The woman behind the marble counter had on an electric blue dress stretched across a monumental bosom and wore half-glasses perched on a broad, freckled nose. Her hair was straightened and sprayed into an imposing helmet, and the nameplate on that bosom read EUNETTA, and Eunetta looked nohow interested in helping a couple of white professors stick their noses further into someone else’s business than they belonged in the first place.

She listened with a faint air of disbelief and disapproval while Brendan explained that they were looking for any houses owned by anyone named Folger in the year 1965.

“In Wake County?” Eunetta asked warily.

“In any county. Just in North Carolina.”

“Oh,
just
in North Carolina. Child, there are one hundred counties in North Carolina,” she said with relish.

“That many? That’s a lot.” Brendan flashed that grin at her, undaunted. “Sounds like we’re going to need some professional help here, then.”

“Mmm-hmm,” she remarked in that patented Southern prayer-meeting grumble that Laurel had come to find so charming—when it was not directed at her.

“I don’t suppose there are back tax records that you can look up online,” Brendan said, a tad wistfully.

Eunetta harrumphed. “You are right about that. There surely are not.”

“And there’s no central depository for tax records for the state of North Carolina.” Brendan looked increasingly crestfallen.

“No, sir.
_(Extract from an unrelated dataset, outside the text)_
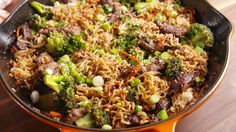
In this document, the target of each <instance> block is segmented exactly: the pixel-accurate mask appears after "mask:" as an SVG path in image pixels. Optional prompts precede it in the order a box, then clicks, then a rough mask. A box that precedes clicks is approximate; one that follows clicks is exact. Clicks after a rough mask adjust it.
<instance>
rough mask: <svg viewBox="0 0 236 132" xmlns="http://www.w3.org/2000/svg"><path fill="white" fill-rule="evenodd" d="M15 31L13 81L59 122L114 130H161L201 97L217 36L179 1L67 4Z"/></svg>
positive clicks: (57, 7)
mask: <svg viewBox="0 0 236 132" xmlns="http://www.w3.org/2000/svg"><path fill="white" fill-rule="evenodd" d="M31 6H32V8H34V9H35V11H36V12H37V13H36V14H33V15H32V16H30V18H29V20H27V21H26V22H25V23H24V24H22V25H21V26H19V27H18V28H17V29H16V37H17V40H16V42H15V44H13V45H12V54H13V58H12V63H11V64H12V68H11V71H10V76H11V77H13V78H14V79H15V80H16V82H17V84H18V85H19V86H21V89H22V90H27V91H29V97H30V98H31V99H32V103H33V107H35V108H37V109H38V110H39V111H40V112H41V113H43V114H45V115H46V116H49V117H51V118H53V119H55V120H57V121H60V122H65V123H68V124H73V125H76V126H79V127H86V128H101V129H116V128H126V127H134V126H139V125H144V124H148V123H152V122H159V121H162V120H166V119H168V117H170V116H172V115H174V114H176V113H178V112H180V111H182V110H184V109H185V108H187V107H188V106H190V105H191V104H193V103H194V102H195V101H196V100H197V99H198V98H199V97H200V96H201V91H202V89H203V84H204V82H205V76H206V75H207V71H208V70H207V61H208V52H207V51H208V50H209V48H210V47H212V46H213V43H214V38H213V34H212V32H211V31H210V29H209V28H208V27H206V26H205V25H203V24H200V23H197V22H196V20H195V19H194V10H193V9H192V8H185V7H183V6H182V4H181V2H180V1H178V0H176V1H174V0H77V1H69V0H61V1H54V2H53V5H52V6H49V5H43V4H41V3H38V2H32V3H31Z"/></svg>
None.” Laurel suspected Eunetta was beginning to enjoy herself.

“So if we were looking for a house owned by a Folger somewhere in North Carolina in 1965, we would basically be shit out of luck, records-wise.”

“That’s
all
you know to be looking for?” Eunetta shook her head. “You best get ready to do some driving, son.”

Brendan glanced at Laurel. “Well, it’s a big house, we know that. There was an attached servants’ quarters.”

“And there was trouble in the house,” Laurel said. “A police report was filed of a—strange—incident.”

“Police got called out?” Eunetta looked at her appraisingly. “You don’t need to go driving around for that. Police reports are public record. You got a date?”

Laurel was momentarily flustered until she realized Eunetta meant the date of the police report.

“Yes,” Brendan practically leapt forward. “March 13, 1965.”

Eunetta shrugged. “So, you call around to the county police departments.”

“Except that we don’t know the town or the county,” Brendan said, frustrated.

Eunetta looked them over. “You have no clue where to start looking in the whole state?” Incredulity dripped from her voice.

Brendan was about to speak and Laurel said, “We think it’s fairly close to Durham.”

Brendan turned to her. Eunetta’s eyes narrowed. “How close?”

“An hour’s drive or less,” Laurel heard herself saying, and had no idea what made her say it. Brendan shot a questioning look at her, which she ignored.

Eunetta considered. “The family was named Folger?”

“We think so, yes,” Laurel said. She had a sudden, uncanny feeling Eunetta was about to be worth her weight in gold.

“And it was a rich family, a big house?”